We finish saying prayers and I open my eyes, half expecting you to be there, and start singing a song from the hymn book. But all that I hear is silence. We sit and eat dinner in silence. Try to fill the gaps with talks about the weather. There’s a weak attempt at a joke. What do you do when someone who played such an integral part dislodges herself from the puzzle? I can tell you that it will never be the same. I can tell you that while the puzzle will still make sense, your attention will go back to that gaping hole as you grapple with memory itself and try to remember how things felt when that missing piece was in the equation.
They tell me you lived a good life; More than what people get. That you didn’t suffer; that you left with your dignity Intact. As if it is supposed to make things easier. Maybe this is hard to deal with because you were the first person I loved and lost. Maybe it hurts because I could not recognize the woman in the coffin because it felt you had already left.

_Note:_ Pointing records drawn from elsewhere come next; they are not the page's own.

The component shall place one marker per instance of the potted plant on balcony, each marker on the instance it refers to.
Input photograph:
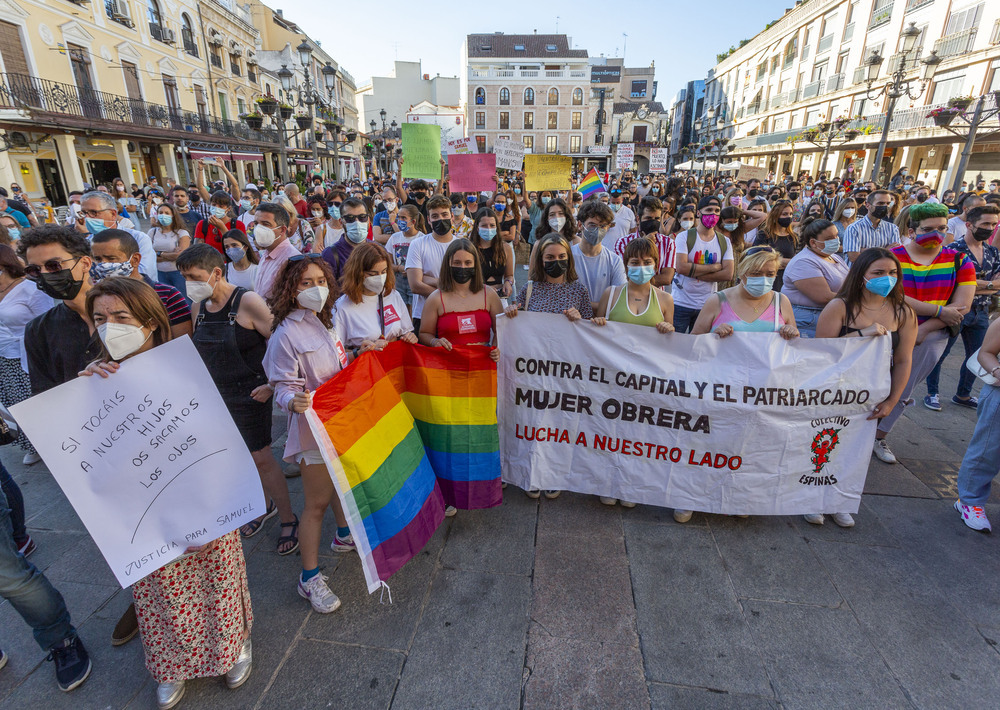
(960, 102)
(267, 104)
(945, 115)
(253, 119)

If only there was a way to be certain that there was no pain in your final moments, and you weren’t terrified of going the way you did, maybe this would be easier. You wanted to live.
You wanted to live.
Mom and I went to visit your grave today. I know you’d probably laugh and make fun of me for not remembering the way to my own grandmum’s grave. 🙂 We both knew you were not there anymore and yet there was some solace in knowing that it was your last resting place in this world. I don’t think I’ve visited anyone else’s grave earlier, but sitting there next to you, remembering you and talking about you seemed so natural. It felt good that Ajja was right next to you. I’m sure that after nearly 30 years he is super stoked to have you with him and that thought makes us smile.
Mum takes me on a walk around the cemetry and shows me the final resting place of your parents. You both knew. Now it was time for me to learn as well. Miss you so much. All of us do. Being expressive was your thing though. One thing we didn’t learn from you.
Walking away I know one thing for sure: No milestone, no heartbreak will ever be processed without a visit here. The last place I got to see you. Love you Ajji.